How do you carry out, and encourage, instructions that you really, really disagree with?
posted by Melismata to human relations (15 answers total) 17 users marked this as a favorite
I realized recently that one of the reasons why I was a mediocre supervisor at my last job was because I totally didn't believe in the way the higher ups were running things. (I wasn't the only one; there were lots of problems there.) For example, I would say that we needed a dedicated assistant to do administrative tasks, but the HUs would say, no, you all need to spread that work amongst yourselves, and it's your job as the supervisor to make it happen. Then, when people got aggravated and quit because the work wasn't challenging, HUs would yell at me for not encouraging people to stay. But the fact is, I couldn't do that because I completely agreed with them! They would complain and I could only reply, "yeah, it sucks, doesn't it, but the HUs won't give us any help." (I had the numbers to prove we needed administrative help, but HUs only reply was that I should get people to work faster, and then they'd have time for everything.)
Another example: I head a national committee on some guidelines on how to format some stuff, and everyone has decided that we need to add some guidelines that are, IMO, unnecessary and a time-sucker. I know, because I had to follow them informally for a while and I asked some end users what they thought, and they agreed that it was a waste of time. But still, all the national people voted to add them and so I not only had to write the formal guidelines but encourage my committee members to use them. I wound up being very neutral in my emails about the whole thing, but I didn't go around promoting it, which perhaps I should have since I was the leader.
A third example: I direct a church music group, and the new head priest has decided to put us in a new location that everyone hates. He also has placed limits on our repertoire, because he has definite ideas about how the church service should go, something that has never happened before, and all our members are outraged. I wanted to be a good leader and say, "there there, it will all be ok," but the fact is, I'm just as pissed too. (In our denomination, the head priest has the final say on these matters.) I think the priest expects me to sooth the group, though he hasn't explicitly said so.

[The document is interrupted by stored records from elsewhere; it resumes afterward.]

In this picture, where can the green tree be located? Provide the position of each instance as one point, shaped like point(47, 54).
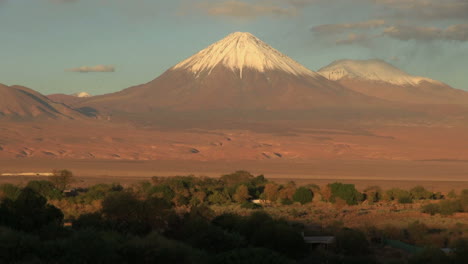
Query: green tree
point(9, 191)
point(237, 177)
point(430, 256)
point(62, 179)
point(46, 189)
point(303, 195)
point(460, 254)
point(351, 242)
point(29, 212)
point(373, 194)
point(420, 193)
point(271, 191)
point(251, 256)
point(242, 194)
point(346, 192)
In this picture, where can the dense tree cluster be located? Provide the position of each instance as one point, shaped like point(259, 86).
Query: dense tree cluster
point(171, 220)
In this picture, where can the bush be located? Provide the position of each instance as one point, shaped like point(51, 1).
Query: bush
point(346, 192)
point(9, 191)
point(430, 256)
point(303, 195)
point(405, 200)
point(251, 256)
point(449, 207)
point(420, 193)
point(249, 205)
point(46, 189)
point(351, 242)
point(431, 209)
point(460, 251)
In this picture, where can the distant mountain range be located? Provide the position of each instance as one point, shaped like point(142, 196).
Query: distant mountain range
point(240, 99)
point(242, 73)
point(21, 103)
point(382, 80)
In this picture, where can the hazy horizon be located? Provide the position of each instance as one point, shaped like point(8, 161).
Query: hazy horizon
point(58, 46)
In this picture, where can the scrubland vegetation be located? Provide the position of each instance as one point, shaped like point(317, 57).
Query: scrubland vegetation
point(237, 218)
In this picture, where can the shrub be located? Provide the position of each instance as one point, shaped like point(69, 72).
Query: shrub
point(346, 192)
point(242, 194)
point(251, 256)
point(430, 256)
point(303, 195)
point(62, 179)
point(420, 193)
point(9, 191)
point(449, 207)
point(431, 209)
point(460, 251)
point(405, 200)
point(351, 242)
point(249, 205)
point(373, 194)
point(46, 189)
point(398, 194)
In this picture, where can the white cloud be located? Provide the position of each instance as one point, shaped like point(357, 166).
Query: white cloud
point(97, 68)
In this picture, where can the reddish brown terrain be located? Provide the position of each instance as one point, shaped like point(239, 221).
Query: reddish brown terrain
point(267, 114)
point(21, 103)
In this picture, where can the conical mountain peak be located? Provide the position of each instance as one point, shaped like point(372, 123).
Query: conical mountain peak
point(239, 51)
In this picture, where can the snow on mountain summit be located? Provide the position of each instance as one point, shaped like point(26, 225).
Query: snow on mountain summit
point(242, 50)
point(373, 70)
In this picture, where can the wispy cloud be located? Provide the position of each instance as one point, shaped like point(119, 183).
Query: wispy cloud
point(454, 33)
point(426, 9)
point(88, 69)
point(244, 10)
point(345, 27)
point(353, 38)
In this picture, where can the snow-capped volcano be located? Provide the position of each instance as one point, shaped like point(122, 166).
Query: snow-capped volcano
point(382, 80)
point(372, 70)
point(239, 51)
point(239, 72)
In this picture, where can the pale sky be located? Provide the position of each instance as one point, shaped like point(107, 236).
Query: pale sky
point(102, 46)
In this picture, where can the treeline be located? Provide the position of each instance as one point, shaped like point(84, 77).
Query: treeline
point(170, 220)
point(240, 187)
point(454, 204)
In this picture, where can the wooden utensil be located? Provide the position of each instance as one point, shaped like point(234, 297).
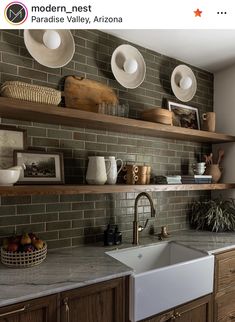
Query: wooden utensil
point(210, 158)
point(221, 155)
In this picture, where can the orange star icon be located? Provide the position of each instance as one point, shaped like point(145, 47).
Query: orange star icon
point(198, 13)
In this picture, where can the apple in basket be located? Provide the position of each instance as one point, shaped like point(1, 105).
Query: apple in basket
point(23, 243)
point(38, 244)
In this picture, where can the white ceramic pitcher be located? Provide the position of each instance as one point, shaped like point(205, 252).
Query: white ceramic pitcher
point(113, 173)
point(96, 170)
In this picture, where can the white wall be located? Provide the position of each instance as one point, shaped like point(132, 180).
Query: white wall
point(224, 106)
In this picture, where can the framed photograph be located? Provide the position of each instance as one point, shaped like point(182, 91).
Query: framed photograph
point(184, 115)
point(40, 167)
point(11, 138)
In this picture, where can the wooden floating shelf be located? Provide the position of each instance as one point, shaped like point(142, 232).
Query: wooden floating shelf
point(29, 111)
point(95, 189)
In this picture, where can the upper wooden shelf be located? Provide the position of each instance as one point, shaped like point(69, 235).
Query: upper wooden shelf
point(22, 110)
point(100, 189)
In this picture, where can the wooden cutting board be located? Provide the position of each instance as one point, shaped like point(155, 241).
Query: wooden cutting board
point(85, 94)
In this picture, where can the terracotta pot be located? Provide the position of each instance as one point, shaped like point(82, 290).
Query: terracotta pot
point(215, 171)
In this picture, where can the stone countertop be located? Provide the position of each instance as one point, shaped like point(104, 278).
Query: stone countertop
point(76, 267)
point(212, 243)
point(62, 270)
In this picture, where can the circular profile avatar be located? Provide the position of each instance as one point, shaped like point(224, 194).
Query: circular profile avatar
point(16, 13)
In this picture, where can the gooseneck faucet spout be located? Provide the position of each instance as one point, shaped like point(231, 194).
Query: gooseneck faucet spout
point(136, 227)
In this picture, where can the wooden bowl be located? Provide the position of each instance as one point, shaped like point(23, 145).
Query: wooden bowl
point(158, 115)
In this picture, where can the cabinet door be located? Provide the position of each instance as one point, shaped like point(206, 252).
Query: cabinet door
point(225, 308)
point(39, 310)
point(225, 272)
point(101, 302)
point(195, 311)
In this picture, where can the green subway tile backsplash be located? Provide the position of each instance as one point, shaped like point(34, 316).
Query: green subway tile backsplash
point(70, 220)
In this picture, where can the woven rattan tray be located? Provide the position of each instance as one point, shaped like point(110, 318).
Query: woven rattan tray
point(23, 259)
point(29, 92)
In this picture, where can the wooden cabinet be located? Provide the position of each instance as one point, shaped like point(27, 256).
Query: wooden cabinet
point(39, 310)
point(224, 309)
point(199, 310)
point(102, 302)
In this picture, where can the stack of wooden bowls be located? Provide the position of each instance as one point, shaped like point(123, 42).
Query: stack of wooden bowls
point(158, 115)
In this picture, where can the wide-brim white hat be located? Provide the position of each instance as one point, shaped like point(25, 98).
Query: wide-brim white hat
point(119, 56)
point(52, 58)
point(183, 71)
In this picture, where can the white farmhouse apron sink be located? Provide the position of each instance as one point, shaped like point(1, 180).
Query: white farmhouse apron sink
point(165, 275)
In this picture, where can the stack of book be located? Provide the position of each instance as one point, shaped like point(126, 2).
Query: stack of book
point(168, 179)
point(183, 179)
point(196, 179)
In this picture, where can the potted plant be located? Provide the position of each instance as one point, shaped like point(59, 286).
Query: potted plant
point(215, 215)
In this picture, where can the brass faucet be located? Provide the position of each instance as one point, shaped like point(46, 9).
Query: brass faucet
point(136, 227)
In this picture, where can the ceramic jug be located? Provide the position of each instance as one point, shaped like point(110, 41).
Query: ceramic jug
point(113, 173)
point(215, 171)
point(96, 170)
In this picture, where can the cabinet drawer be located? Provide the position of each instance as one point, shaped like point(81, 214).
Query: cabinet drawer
point(225, 271)
point(225, 308)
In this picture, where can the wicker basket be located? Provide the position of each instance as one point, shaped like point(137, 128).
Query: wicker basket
point(32, 93)
point(22, 259)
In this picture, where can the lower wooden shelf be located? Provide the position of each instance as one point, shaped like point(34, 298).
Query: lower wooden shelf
point(99, 189)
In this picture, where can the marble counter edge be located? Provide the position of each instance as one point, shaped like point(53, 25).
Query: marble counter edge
point(61, 289)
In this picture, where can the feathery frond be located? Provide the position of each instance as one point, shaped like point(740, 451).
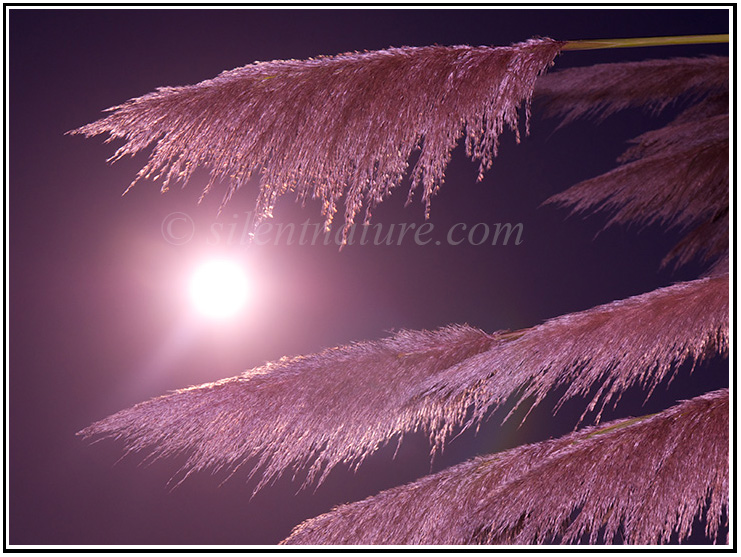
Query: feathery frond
point(644, 479)
point(604, 89)
point(342, 404)
point(337, 125)
point(676, 175)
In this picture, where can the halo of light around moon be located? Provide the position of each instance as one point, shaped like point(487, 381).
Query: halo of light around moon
point(218, 288)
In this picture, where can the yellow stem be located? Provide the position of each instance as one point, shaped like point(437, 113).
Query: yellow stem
point(644, 41)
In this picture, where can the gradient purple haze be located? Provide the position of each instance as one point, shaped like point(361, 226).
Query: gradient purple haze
point(97, 319)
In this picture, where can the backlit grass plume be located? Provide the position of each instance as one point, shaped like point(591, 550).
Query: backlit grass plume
point(638, 481)
point(604, 89)
point(342, 404)
point(334, 126)
point(676, 175)
point(346, 126)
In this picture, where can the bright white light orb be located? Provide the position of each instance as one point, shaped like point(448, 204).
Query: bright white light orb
point(218, 288)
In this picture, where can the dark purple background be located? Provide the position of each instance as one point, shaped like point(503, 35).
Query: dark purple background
point(96, 302)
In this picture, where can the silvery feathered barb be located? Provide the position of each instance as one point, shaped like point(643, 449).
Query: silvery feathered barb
point(645, 479)
point(342, 404)
point(604, 89)
point(337, 125)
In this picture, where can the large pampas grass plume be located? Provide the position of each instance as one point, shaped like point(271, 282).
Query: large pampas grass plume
point(638, 480)
point(340, 405)
point(333, 126)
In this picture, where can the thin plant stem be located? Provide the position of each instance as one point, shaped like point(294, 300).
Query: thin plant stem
point(593, 44)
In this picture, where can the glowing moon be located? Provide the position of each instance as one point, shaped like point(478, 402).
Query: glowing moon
point(218, 288)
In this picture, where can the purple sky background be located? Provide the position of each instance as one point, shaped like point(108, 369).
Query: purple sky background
point(99, 319)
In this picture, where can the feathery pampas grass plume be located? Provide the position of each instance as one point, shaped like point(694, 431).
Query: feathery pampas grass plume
point(337, 125)
point(676, 175)
point(342, 404)
point(604, 89)
point(642, 479)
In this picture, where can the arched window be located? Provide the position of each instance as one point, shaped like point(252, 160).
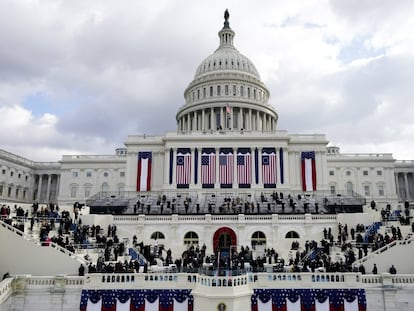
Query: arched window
point(157, 235)
point(258, 238)
point(104, 189)
point(292, 235)
point(191, 238)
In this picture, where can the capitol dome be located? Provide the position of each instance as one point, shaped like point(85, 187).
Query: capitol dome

The president of my old company told me, when I was butting heads with my supervisor, that "it was my job to carry out her instructions, regardless of whether you agree, and that's what makes a good leader." So my question is, how exactly do you do that?
This is not a question of "how can I learn to get along with higher-ups better?" If you're going to answer with "just learn to suck it up and get along and stop nitpicking" or "just figure out a way to agree with them," then please give thoughtful reasons as to why you think so. There must be examples of some head honcho at, say, Microsoft, who thinks that Gates's new idea is crap but he'll have to promote it anyway. How does that happen? Does it require lots of bullshitting, or acting? Or becoming a tyrant to those I'm trying to lead, which is the only thing that might have worked in the first example? Perhaps I'm not cut out to be a leader, but before I throw in the towel I'd like to see if I can work on this issue. Is there some Leadership 101 book that I should read? I'm kind of introverted and don't expect to run a company any time soon, but I'm smart and don't mind taking charge some of the time, and I would like to have a better answer than "yup this sucks" or "don't complain to me, I agree with you!"
Thanks! Sorry for being so long-winded.